Living Life By The Numbers Doesn’t Add Up Bewildered Consumers Pushed Ever Closer To Digit Overload

Calvin Woodward Associated Press

Author Paul Dickson figures he leads a 76-digit life. Although he works at home, without all the codes and passwords of an office, that’s what he keeps in his head to get through an average day.

He’s not alone. Today’s minds are crowded with a random swirl of digits and characters. Too crowded, for anyone who has stared blankly at a bank machine, suddenly at a loss for numbers.

So frozen you could hear a PIN drop.

After years of worry about conformity and facelessness, the digit revolution is upon us.

And apart from whether that is a worthwhile trade-off for modern efficiencies and security, this much is clear: Some memories are being taxed to the max.

People juggle Personal Identification Numbers, one password to unlock the fancy car, another for home security, another for the gym locker, another to reset the radio when the car battery dies.

At work the burden grows: the computer log-on, the phone message code, the Internet passwords, different access numbers for different hallways.

At one federal agency, people must key in the numbers for a sequence of baseball players’ uniforms to get from point A to B.

And that’s not counting all the digits needed to make widgets: the endless spew of employee, tax, benefit and inventory numbers in the workplace.

“It’s almost frightening the numbers we live with,” says Dave Johnson - and he works for number-hungry AT&T.

On occasion, even psychologist Terry Libkuman forgets his computer log-on - and he has taught memory at Central Michigan University.

Such scholars believe the typical mind can commit only five to nine unrelated items to short-term memory.
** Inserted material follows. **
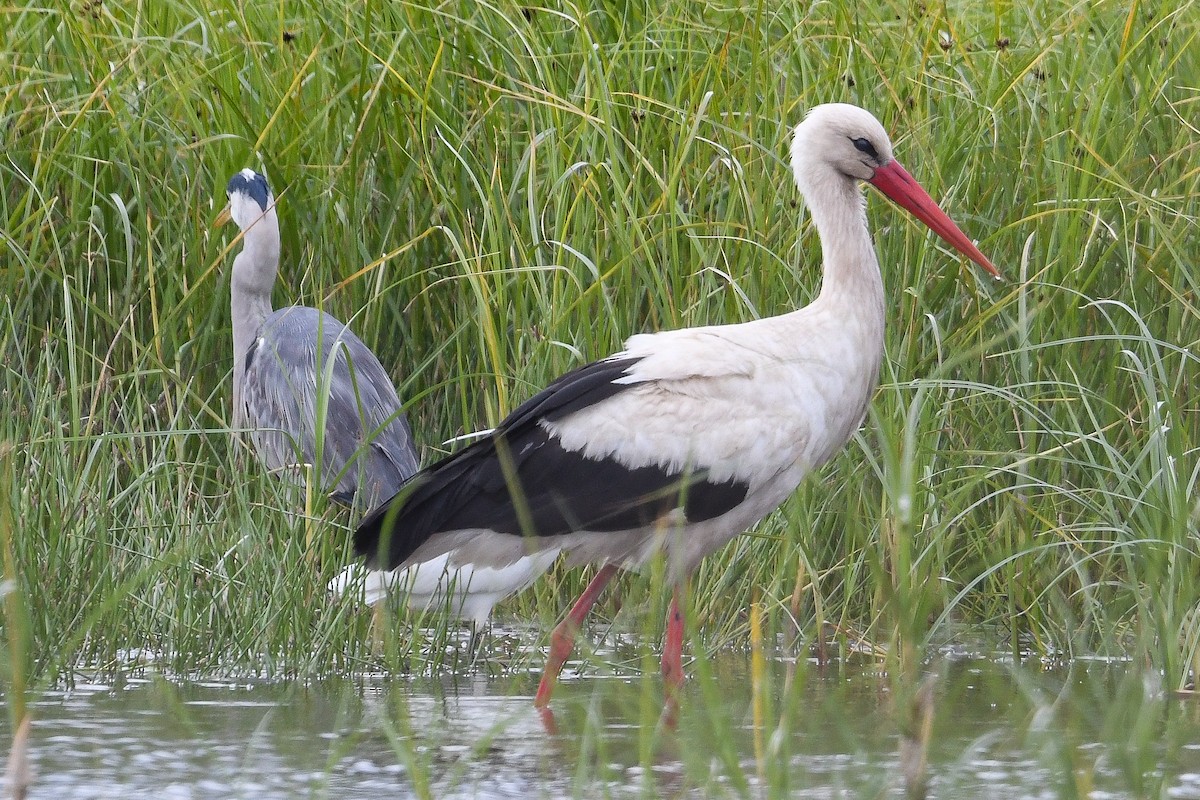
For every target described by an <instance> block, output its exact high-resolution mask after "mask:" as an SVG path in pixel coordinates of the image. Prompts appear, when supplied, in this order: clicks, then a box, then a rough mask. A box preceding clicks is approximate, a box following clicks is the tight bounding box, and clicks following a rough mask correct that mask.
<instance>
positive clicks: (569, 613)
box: [533, 564, 617, 709]
mask: <svg viewBox="0 0 1200 800" xmlns="http://www.w3.org/2000/svg"><path fill="white" fill-rule="evenodd" d="M614 575H617V565H616V564H605V565H604V566H602V567H601V569H600V571H599V572H596V577H594V578H592V583H589V584H588V588H587V589H584V590H583V594H582V595H580V599H578V600H576V601H575V604H574V606H571V610H570V612H569V613H568V614H566V619H564V620H563V621H562V622H559V624H558V627H556V628H554V632H553V633H551V636H550V657H548V658H546V669H545V670H544V672H542V673H541V682H540V684H538V696H536V697H534V700H533V704H534V705H535V706H538V708H539V709H541V708H545V706H546V704H547V703H550V696H551V694H552V693H553V692H554V684H556V682H558V673H560V672H562V670H563V664H564V663H565V662H566V657H568V656H569V655H571V650H572V649H575V634H576V633H577V632H578V630H580V627H581V626H582V625H583V619H584V618H586V616H587V615H588V612H589V610H592V607H593V606H595V602H596V599H598V597H599V596H600V593H601V591H604V588H605V587H607V585H608V582H610V581H612V576H614Z"/></svg>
Long-term memory is vast but, like a big old warehouse, you can’t always find something there when you need it.

“What will happen is you’ll probably get a lot of interference,” Libkuman said. “It can be very easy for those numbers to become confused.”

The usual memory aids, like writing a number down, using the same one for multiple purposes or associating it with something else, are frowned on for security reasons. Choosing Mom’s birth date as your access code is not wise.
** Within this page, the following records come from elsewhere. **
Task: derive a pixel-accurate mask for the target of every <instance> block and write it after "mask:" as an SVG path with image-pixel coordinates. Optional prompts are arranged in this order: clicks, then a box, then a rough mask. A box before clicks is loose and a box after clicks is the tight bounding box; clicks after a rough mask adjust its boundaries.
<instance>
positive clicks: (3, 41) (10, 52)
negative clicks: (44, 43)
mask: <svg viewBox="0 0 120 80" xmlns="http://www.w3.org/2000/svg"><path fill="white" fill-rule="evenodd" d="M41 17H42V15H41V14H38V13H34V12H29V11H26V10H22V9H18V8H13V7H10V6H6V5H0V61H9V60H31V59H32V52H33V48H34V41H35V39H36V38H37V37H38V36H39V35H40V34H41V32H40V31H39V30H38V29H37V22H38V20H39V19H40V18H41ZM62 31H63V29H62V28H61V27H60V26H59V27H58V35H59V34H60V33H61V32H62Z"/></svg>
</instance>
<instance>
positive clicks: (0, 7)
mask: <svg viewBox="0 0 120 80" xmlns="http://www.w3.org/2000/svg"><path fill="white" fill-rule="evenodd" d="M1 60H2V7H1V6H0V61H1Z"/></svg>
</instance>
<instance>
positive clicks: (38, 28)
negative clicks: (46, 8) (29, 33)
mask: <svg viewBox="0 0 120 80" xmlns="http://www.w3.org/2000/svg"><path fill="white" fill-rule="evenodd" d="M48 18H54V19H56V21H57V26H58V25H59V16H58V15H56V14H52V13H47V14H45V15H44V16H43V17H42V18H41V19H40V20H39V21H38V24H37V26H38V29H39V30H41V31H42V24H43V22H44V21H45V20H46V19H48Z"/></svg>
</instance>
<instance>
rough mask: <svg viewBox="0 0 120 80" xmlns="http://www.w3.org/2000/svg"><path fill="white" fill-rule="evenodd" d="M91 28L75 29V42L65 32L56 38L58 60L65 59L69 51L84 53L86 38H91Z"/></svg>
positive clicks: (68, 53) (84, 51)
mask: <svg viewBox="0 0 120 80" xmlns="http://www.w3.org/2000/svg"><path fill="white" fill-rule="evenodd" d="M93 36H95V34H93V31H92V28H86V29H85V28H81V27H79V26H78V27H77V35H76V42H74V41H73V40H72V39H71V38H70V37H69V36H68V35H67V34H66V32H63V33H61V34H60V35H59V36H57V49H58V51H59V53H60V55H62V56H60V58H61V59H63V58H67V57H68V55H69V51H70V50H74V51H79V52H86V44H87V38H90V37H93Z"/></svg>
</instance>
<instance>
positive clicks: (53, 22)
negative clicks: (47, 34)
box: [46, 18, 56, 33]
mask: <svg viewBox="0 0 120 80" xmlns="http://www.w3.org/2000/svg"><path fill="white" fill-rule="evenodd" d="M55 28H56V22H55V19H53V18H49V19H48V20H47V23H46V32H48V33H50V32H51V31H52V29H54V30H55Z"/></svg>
New technology is not the only strain on memory. Even those little area codes are suddenly up to mischief - quick, where’s 757? (Norfolk, Va.) You can’t count on area codes having a one or zero in the middle anymore.
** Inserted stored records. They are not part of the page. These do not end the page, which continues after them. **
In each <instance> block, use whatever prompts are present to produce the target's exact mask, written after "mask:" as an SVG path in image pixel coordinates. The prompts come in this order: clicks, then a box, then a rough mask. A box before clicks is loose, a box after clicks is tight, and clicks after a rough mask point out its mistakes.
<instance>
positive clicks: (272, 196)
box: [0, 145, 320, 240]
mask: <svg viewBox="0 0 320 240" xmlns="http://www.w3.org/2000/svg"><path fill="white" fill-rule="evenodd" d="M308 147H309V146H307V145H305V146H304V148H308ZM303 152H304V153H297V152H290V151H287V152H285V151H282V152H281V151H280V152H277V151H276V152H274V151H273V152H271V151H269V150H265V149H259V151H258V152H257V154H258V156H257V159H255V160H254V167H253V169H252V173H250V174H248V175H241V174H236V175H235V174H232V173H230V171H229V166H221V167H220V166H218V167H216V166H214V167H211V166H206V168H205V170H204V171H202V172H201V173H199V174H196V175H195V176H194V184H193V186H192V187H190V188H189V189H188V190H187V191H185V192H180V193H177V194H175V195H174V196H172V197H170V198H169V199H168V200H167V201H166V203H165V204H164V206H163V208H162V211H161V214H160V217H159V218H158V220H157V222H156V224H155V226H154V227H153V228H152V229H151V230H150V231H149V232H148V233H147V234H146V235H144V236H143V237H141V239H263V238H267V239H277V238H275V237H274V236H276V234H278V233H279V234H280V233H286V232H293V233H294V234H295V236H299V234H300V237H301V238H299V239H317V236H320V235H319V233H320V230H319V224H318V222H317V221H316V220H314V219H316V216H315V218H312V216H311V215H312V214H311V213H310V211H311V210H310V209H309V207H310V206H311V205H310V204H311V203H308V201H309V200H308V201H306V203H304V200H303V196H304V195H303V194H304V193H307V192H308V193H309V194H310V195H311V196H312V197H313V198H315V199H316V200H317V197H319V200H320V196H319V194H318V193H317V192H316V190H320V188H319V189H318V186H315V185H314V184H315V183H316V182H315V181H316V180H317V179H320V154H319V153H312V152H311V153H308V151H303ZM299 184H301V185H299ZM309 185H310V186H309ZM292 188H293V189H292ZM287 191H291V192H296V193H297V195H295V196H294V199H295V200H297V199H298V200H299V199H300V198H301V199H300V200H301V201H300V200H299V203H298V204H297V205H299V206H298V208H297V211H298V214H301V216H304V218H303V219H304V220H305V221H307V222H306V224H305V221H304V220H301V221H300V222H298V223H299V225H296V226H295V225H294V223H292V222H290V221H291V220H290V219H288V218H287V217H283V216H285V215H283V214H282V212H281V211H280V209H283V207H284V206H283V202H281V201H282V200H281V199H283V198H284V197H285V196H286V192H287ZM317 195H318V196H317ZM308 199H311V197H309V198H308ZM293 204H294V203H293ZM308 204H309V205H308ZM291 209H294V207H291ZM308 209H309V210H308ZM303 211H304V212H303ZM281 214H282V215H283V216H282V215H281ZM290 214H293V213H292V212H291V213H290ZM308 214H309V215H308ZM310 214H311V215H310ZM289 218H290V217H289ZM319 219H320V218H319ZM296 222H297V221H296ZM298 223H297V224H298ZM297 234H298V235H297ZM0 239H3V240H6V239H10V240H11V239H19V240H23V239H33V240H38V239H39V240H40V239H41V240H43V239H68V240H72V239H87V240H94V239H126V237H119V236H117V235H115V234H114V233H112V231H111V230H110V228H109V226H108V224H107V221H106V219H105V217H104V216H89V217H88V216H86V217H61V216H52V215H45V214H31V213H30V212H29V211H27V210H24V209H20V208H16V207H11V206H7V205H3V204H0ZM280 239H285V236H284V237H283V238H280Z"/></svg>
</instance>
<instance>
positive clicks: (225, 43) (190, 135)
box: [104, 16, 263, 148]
Rafts of numbers also are needed on hand if not in the mind: the 32 digits, for example, that it can take to make a call with a credit card on a phone using a different long-distance carrier.

That’s a long way from Pennsylvania-6-5000, to cite one storied and real phone number from the past. Or a mere 0, still available, but slow and often pricey.

“The things we have to remember are harder to remember because they’re less interesting,” says Dickson, who has written widely on cultural quirks and laments the numerical march in his latest book, “What’s in a Name?…”

An exchange from the 1960s British TV series, “The Prisoner,” about a character caught in an Orwellian world where everyone is assigned a number:

“Good morning, No. 6.”

“Number what?”

“Six. For official purposes. Everyone has a number. Yours is six.”

“I am not a number. I am a person.”

Americans began being assigned numbers starting Dec. 1, 1936. That’s when John D. Sweeney Jr. of New Rochelle, N.Y., became the first person to get a Social Security card.

Nine digits, almost from the cradle and right to the grave.

“We’ve always said we don’t think of the Social Security number as a national identification number but it certainly has evolved into that in some respects,” says Tom Margenau, spokesman for the Social Security Administration.

Meant to track earnings and retirement benefits, it’s used widely now even though there is usually no legal requirement to provide it.

Rian Smith is good with numbers - and good thing. The International Finance Corp. consultant came up with 222 digits in her memory, a range of vital or obvious statistics from phone codes to shoe size.

Her bank account number recently doubled to 14 digits. She still knows it.

But like many people, she does best with a keyboard in front of her or a phone in her hand, when she does not stop to think.

“My fingers know the numbers,” she says. “My brain does not.”

Even as technology pushes people closer to digit overload, it can pull them back. Coded cards, phones that program a variety of numbers and Internet search engines help skirt some numerical swamps.

But even using cash, you can’t buy your way out.